Multi-sports complex in Balwyn North, Victoria

Macleay Park is a multi-sports complex in the Melbourne suburb of Balwyn North. It hosts Australian rules football, cricket, soccer, baseball and netball matches. The name also refers to the wider public park in which the sporting grounds are located, while the western half of the venue is also referred to as Myrtle Park.

== History ==
In 1923, the Camberwell City Council acquired the land on which the park stands today. In its early years, the parkland was known as Myrtle Park. The North Balwyn Cricket Club was established in 1927, followed by the North Balwyn Baseball Club in 1937.

During the post-war housing boom in Melbourne during the 1950s, the park became increasingly used by the increase in population, including by travelling circuses, and the original sporting pavilion was opened in 1962 and rebuilt in 2007.

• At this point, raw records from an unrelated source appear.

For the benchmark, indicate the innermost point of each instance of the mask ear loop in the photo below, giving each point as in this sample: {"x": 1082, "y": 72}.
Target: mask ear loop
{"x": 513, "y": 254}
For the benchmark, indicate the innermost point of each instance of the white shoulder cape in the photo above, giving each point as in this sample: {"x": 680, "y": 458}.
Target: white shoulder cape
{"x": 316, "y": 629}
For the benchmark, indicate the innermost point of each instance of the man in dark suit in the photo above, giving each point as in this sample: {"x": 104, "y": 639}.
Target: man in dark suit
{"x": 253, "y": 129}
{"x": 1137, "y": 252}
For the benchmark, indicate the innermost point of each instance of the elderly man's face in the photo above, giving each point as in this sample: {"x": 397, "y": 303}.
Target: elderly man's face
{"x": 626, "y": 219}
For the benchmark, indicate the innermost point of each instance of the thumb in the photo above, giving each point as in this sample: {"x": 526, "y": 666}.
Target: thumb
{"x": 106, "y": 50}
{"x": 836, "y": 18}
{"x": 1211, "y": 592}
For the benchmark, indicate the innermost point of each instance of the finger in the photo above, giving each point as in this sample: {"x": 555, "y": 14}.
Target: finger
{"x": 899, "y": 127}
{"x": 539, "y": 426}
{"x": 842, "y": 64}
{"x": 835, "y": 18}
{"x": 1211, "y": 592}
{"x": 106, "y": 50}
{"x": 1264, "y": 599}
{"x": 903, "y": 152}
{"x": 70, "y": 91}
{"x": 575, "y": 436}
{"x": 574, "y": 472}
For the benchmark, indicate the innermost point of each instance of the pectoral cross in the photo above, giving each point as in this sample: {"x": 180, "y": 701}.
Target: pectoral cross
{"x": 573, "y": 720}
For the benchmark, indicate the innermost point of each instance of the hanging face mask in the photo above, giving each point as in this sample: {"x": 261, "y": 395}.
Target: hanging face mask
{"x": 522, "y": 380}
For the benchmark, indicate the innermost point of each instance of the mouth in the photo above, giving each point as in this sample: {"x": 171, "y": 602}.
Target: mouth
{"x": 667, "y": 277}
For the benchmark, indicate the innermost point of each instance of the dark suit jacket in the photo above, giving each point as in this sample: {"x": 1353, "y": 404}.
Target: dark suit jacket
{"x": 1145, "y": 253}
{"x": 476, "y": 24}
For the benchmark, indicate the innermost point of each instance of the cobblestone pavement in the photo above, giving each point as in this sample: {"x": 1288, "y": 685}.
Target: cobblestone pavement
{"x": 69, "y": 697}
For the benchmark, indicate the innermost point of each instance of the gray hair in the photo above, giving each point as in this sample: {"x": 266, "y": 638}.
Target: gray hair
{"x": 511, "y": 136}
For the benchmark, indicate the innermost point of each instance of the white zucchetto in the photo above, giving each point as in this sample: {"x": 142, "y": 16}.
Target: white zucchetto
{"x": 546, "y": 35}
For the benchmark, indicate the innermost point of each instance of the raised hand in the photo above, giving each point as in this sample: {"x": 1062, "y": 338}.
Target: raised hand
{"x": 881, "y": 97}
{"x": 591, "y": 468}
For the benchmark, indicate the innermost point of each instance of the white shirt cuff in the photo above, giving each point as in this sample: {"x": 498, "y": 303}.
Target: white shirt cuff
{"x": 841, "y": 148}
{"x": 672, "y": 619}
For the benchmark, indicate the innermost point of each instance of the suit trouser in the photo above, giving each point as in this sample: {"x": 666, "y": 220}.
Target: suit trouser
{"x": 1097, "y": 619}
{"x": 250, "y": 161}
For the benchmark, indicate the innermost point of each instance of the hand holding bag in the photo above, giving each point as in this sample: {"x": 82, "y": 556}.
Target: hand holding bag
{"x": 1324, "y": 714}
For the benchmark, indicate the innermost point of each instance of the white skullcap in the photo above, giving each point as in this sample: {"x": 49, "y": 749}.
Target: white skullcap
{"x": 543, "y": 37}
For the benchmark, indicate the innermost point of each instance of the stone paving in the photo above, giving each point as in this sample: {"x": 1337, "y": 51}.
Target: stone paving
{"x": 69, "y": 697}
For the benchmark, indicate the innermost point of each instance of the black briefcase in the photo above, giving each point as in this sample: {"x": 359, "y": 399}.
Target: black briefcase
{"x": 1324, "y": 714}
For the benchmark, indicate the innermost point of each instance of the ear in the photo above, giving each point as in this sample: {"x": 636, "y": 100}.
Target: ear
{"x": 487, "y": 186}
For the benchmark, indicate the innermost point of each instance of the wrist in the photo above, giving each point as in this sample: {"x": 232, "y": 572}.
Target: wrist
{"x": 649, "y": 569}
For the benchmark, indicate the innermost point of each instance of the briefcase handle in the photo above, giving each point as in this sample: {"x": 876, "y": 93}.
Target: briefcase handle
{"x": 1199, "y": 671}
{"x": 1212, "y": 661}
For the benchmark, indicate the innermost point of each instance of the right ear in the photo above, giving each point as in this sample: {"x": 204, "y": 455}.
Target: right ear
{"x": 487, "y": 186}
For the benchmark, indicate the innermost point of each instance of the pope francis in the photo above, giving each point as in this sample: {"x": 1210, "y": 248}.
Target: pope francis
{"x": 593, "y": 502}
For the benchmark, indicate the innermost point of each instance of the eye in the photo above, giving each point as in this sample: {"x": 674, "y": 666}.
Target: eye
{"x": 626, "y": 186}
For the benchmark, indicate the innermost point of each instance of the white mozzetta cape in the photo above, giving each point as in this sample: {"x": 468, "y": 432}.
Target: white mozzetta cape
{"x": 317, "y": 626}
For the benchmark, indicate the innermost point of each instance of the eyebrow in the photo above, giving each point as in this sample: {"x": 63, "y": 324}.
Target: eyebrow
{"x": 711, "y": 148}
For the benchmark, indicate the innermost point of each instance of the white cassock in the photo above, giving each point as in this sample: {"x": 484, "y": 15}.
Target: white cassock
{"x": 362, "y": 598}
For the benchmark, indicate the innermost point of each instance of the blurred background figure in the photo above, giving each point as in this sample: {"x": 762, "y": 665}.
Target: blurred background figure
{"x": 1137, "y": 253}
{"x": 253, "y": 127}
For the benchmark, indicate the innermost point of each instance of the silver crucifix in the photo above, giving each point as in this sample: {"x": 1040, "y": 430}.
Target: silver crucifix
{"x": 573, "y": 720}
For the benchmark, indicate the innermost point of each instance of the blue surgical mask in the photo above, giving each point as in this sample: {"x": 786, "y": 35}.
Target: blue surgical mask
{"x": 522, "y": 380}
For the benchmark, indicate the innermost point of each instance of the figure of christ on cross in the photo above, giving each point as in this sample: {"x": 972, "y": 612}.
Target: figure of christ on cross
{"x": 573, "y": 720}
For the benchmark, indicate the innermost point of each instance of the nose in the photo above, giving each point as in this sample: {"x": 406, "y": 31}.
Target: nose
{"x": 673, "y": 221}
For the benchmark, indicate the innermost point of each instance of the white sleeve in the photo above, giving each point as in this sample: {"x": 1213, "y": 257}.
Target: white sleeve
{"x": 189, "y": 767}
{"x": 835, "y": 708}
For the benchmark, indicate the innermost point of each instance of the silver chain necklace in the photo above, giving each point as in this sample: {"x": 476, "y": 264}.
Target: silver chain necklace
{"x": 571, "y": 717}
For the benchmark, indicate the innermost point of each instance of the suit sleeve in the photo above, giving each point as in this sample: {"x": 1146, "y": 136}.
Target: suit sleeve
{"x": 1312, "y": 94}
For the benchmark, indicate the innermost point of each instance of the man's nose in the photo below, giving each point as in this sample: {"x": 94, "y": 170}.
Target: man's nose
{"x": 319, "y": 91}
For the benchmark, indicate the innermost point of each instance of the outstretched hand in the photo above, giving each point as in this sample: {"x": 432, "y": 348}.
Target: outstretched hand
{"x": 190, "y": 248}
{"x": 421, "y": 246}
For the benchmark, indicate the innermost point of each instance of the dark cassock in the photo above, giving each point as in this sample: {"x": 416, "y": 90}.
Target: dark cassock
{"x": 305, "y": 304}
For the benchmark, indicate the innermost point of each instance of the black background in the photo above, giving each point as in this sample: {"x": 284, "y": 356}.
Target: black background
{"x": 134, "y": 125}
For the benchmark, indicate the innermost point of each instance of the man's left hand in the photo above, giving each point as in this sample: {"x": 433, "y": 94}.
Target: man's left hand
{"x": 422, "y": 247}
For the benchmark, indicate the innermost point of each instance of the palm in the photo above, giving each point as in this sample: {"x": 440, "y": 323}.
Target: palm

It is situated between Severn St and Buchanan Avenue in a portion of a valley through which the Glass Creek runs, now largely through underground drains.

== Access ==
Cars enter the park from one of two separate entrances, either from Belmore Road directly or from Gildan Street. There is no through access between the carparks. Belmore Road features frequent bus services, with both the 302 and 304 routes servicing the park at two stops. A path, crossing Buchanan Avenue to the east, links Macleay Park with Hislop Park through the North Balwyn Tennis Club. There is also pedestrian access from Severn Street in the west, Balwyn High School and Cobham Street to the north, Buchanan Avenue in the east and Belmore Road from the south.

=== Walking tracks ===
A number of gravel and informal paths run throughout the park. A primary circuit path follows the boundaries of most ovals which is suitable for walking, jogging or cycling.

== Sporting clubs ==
There are ten sporting clubs which use the park:
- Balwyn Saints Cricket Club
- Balwyn Blasters Junior Cricket Club
- North Balwyn Cricket Club
- North Balwyn Baseball Club
- St Barnabas Cricket Club
- Boroondara Cricket Club
- Melbourne Baseball Club
- Boroondara Netball Association
- Boroondara Eagles Football Club
- One FC

Complaints from nearby residents about sporting activities and facilities in the park have sparked controversy in recent years, including the installation of netball courts and sportsground lighting.